New data point to the lasting benefit, for many patients, of a targeted drug that has revolutionized the treatment of a rare digestive-tract cancer.

The findings showed that 26 percent of patients treated with the drug imatinib (Gleevec®) for advanced gastrointestinal stromal tumors (GIST) survived at least eight years after receiving the therapy in a phase III clinical trial. An estimated 22 percent survived at least 10 years.

The findings will be presented at the American Society of Clinical Oncology (ASCO) meeting on June 2, 2014 by Dana-Farber Cancer Institute researchers who led the study with colleagues at cancer centers and hospitals across the United States and Canada.

“This study confirms the long-term benefit of targeted therapy in a subset of patients with life-threatening advanced GIST,” said study leader George Demetri, MD, senior vice president for Experimental Therapeutics at Dana-Farber and director of the Dana-Farber Center for Sarcoma and Bone Oncology. “Our research is focusing on why this subset does so well, and also stresses new ways to address the problems of resistance to targeted therapy with combinations of drugs as well as new therapeutic strategies and novel agents.”
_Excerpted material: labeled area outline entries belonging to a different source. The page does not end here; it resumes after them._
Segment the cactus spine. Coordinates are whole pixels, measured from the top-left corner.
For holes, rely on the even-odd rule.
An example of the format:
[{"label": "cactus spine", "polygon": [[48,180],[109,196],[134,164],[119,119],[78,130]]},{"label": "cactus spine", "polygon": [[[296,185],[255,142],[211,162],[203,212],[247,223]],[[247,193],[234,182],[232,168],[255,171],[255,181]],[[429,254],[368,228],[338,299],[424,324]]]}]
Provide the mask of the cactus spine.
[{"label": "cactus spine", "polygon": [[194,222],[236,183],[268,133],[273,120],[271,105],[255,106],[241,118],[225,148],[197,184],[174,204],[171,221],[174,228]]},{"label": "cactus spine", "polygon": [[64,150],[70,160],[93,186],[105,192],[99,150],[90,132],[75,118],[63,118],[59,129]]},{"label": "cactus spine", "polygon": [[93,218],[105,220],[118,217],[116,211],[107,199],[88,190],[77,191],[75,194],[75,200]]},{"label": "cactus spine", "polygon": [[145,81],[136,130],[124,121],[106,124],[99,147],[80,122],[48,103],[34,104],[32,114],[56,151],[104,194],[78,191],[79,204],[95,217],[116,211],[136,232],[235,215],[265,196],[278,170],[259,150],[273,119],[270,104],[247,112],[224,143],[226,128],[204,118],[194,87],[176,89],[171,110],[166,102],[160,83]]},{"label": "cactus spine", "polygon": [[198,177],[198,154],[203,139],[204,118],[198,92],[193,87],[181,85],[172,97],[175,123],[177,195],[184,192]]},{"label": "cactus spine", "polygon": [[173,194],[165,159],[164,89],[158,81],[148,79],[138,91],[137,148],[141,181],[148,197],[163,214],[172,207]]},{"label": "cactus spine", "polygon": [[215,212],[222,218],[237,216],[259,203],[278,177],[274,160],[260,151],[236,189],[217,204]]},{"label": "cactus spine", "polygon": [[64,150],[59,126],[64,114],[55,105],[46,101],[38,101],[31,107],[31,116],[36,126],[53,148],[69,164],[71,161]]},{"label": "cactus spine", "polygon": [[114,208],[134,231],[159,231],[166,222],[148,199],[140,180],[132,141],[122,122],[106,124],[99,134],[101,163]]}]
GIST, which is diagnosed in 4,000-5,000 Americans each year, occurs when abnormal cells form in the gastrointestinal tract – the stomach, small intestine, and large intestine. In the vast majority of GISTs, the tumor cells have a mutation in the KIT gene, which causes the cells to divide uncontrollably. Imatinib targets this abnormality.

The new study is based on a long-term follow-up of 695 patients with advanced GIST who participated in a clinical trial of imatinib beginning in 2001. In addition to the survival data, researchers gathered more in-depth information on 179 of these patients. Forty-nine percent of them had been treated only with imatinib for GIST; 39 percent had received other systemic agents. Some of the patients had undergone surgery or received radiation therapy for GIST recurrences.

Researchers are exploring the factors that enable some GIST patients to live with no worsening of their disease for 10 years, and are working to improve treatments for those patients whose GIST cells carry other genetic mutations.